NOTE: To get the full story, we encourage you to listen to the episode. The following episode notes serve as a guide, explaining what we cover in each section. Fast forward to hear more about specific topics and sections.
Walking across Afghanistan
So, it’s 2006, and Shoshana arrives in Kabul to volunteer with a newly formed organisation. Turquoise Mountain, as this organisation was called, was founded by HRH The Prince of Wales to revive historic areas and traditional crafts in Kabul.
The once glorious capital city had played an important role in world history, architecture and crafts since antiquity. To get things going, Prince Charles dispatched Rory Stewart, a British diplomat, politician, author and explorer, to Afghanistan.
Rory had just completed a solo trek on foot that lasted more than eighteen months and took him through Iran, Pakistan and the Himalayas of India and Nepal. The walk also included a 36-day walk across Afghanistan. Rory typically walked 20–25 miles a day and stayed in villages houses every night. When Rory arrived in Kabul to set up T M, he knew a thing or two about the country’s repository of wonderful historic buildings and he’d already started things rolling.
In academic circles, Turquoise Mountain’s approach would be called a community-based integrated development project.
When Shoshana landed in Kabul, her first stop was an old gated compound. Entering the gates, she saw two pairs of legs dangling off an old brick wall. The first belonged to an Afghan mason who was wearing loose shalwar kameez and a glorious black turban. The other was Rory, a Scot properly dressed in brogues.
It’s safe to say that Rory and Shoshana hit it off. The two later married .. but, that’s another story. Let’s continue with the story of Shoshana’s first days in Kabul ..
Shoshana in Kabul, the early days
What Shoshana just described was the clearing of The Great Serai, a former merchant compound in Murad Khane. A historic market and commercial hub on the banks of the Kabul River, Murad Khane dates back to the early 18th century, when the Afghan King Ahmad Shah Durrani granted the land to members of his court. In the 19th and 20th centuries, Murad Khane was a flourishing bazaar and trading hub, and its residents built houses with intricately carved wood and plaster decoration.
One of the most spectacular was the merchant home known as the Great Serai.
Once Shoshana, Rory and the team cleared the rubble, they uncovered beautifully carved cedar wood and original sliding windows. The Serai compound is now home to the Turquoise Mountain Institute, where the organization runs its crafts institute, clinic and school in Kabul. How did Turquoise Mountain’s aim to revive historic areas and traditional crafts come together?
From master artisan to craft business
In academic circles, Turquoise Mountain’s approach would be called a community-based integrated development project. How does this jargon play out on the ground? A cornerstone of Turquoise Mountain’s approach is building relationships. This means building trust. Addressing needs identified by the community. Listening.
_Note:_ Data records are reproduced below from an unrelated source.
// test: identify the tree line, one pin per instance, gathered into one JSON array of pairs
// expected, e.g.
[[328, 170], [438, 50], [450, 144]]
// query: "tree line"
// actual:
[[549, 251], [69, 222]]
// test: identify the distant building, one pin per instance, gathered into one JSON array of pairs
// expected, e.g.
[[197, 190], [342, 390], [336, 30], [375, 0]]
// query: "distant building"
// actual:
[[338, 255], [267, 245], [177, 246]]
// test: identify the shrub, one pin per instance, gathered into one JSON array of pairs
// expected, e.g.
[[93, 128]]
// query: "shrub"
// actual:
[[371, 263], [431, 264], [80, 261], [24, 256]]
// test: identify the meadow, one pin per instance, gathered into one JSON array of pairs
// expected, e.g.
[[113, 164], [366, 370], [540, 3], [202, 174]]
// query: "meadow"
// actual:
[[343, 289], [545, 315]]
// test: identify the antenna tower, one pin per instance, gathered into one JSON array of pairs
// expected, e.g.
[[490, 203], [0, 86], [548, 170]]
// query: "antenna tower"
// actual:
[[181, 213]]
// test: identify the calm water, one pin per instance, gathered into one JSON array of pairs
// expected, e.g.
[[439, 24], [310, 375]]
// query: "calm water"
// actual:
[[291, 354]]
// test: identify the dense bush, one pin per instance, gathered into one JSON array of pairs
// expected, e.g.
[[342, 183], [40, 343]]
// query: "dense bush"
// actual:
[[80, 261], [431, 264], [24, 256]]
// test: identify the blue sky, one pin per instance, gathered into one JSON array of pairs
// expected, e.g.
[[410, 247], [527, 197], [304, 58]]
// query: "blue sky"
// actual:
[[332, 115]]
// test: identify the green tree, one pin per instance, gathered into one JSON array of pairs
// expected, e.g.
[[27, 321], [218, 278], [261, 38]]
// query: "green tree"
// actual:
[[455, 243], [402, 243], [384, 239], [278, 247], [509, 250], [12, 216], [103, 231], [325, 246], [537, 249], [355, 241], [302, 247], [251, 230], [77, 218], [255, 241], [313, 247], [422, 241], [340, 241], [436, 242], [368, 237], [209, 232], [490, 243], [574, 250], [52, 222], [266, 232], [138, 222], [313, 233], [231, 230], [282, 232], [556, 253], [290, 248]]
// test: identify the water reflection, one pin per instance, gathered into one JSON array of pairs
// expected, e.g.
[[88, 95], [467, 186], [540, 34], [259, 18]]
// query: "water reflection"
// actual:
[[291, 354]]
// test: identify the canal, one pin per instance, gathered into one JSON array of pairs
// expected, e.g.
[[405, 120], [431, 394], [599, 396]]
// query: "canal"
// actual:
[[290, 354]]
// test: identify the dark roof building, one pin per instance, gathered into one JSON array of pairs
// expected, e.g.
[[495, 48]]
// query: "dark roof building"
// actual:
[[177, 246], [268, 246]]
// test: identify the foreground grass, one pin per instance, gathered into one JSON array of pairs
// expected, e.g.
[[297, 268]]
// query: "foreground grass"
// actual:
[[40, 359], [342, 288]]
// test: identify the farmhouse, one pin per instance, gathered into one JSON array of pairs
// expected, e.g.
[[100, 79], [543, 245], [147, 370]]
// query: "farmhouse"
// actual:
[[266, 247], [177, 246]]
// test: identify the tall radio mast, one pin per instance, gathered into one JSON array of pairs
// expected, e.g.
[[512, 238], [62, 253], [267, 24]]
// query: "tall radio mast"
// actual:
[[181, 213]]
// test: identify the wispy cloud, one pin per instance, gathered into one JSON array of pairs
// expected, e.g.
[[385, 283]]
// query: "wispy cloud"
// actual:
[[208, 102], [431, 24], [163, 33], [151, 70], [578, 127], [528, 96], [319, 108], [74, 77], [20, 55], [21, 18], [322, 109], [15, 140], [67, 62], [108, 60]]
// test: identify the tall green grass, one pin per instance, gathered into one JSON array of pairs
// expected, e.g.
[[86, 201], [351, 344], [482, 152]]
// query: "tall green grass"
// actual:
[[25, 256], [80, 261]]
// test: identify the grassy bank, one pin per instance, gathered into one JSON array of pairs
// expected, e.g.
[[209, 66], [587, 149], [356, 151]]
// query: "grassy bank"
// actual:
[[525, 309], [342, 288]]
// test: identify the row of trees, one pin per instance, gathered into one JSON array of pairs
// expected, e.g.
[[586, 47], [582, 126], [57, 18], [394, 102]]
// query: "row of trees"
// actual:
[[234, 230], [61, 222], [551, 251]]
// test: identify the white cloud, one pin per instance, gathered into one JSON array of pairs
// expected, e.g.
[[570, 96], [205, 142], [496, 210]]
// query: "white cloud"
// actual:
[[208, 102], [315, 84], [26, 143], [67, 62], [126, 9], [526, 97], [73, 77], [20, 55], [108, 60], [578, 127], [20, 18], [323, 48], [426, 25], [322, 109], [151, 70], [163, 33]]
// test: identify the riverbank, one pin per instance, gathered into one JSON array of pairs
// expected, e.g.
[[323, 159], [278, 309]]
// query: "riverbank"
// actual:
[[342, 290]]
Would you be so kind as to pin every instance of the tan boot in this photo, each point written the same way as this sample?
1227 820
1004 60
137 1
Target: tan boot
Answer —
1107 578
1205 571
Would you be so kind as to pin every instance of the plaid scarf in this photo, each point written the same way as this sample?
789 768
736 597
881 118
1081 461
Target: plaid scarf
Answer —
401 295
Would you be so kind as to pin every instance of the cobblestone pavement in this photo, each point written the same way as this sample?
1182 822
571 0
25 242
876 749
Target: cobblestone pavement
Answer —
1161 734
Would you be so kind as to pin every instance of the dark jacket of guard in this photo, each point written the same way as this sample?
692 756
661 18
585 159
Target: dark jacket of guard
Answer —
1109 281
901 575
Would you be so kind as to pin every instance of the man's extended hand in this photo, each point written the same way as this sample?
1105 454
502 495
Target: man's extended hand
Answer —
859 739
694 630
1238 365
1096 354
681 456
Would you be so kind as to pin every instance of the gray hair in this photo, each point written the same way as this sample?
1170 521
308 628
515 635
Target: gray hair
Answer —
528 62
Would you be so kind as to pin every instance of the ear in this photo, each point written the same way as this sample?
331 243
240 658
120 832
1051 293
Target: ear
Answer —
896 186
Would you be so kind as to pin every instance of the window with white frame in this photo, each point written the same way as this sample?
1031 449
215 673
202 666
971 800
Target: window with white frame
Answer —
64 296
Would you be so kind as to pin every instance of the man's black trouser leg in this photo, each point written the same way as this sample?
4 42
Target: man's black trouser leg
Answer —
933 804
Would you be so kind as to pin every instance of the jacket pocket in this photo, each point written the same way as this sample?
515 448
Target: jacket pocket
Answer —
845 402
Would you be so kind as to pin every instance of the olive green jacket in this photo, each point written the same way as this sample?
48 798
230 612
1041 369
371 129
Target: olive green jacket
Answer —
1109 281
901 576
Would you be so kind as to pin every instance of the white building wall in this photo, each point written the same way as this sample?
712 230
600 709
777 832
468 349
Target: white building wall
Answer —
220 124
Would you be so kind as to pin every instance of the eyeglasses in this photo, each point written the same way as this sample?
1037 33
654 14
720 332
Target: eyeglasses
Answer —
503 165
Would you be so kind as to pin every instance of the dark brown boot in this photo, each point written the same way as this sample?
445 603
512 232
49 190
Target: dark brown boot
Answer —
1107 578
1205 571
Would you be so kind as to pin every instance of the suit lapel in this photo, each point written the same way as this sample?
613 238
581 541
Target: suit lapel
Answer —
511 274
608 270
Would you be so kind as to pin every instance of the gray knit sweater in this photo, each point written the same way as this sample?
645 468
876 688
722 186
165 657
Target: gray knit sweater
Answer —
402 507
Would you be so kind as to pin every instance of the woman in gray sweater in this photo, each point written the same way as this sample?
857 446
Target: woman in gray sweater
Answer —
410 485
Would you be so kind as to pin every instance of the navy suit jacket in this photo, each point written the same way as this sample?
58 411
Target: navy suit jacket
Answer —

The last one is particularly critical. It’s about listening to those who are vocal and those who, for any number of reasons, are reluctant to speak. Opening a clinic and a primary school weren’t on the agenda, but working side by side with the residents of Murad Khane, it became clear that a clinic and a school were needed, both for the service they provide and as a place where mothers and children could share their perspective and experience.
Where to next?
Fifteen years in, Turquoise Mountain has restored over 150 historic buildings, trained over 6000 artisans and treated almost 136,000 patients in their Kabul clinic. They’ve supported and generated over 15.5 million in sales of traditional crafts to international clients. And, Shoshana, who came to Kabul as a volunteer looking for adventure and purpose is the organization’s CEO.
These days, in addition to Afghanistan, Turquoise Mountain also has projects in Myanmar, Saudi Arabia and Jordan. Syria is on the horizon. Shoshana shares a little about how the idea to expand came about.
Interestingly, she points out that each locale has its particular focus, but the synergy of working in several countries has worked well for the organisation’s sales and marketing approach. In the end, any community development project the organisation takes on must fulfill the Turquoise Mountain’s ethos of energy, beauty and pride.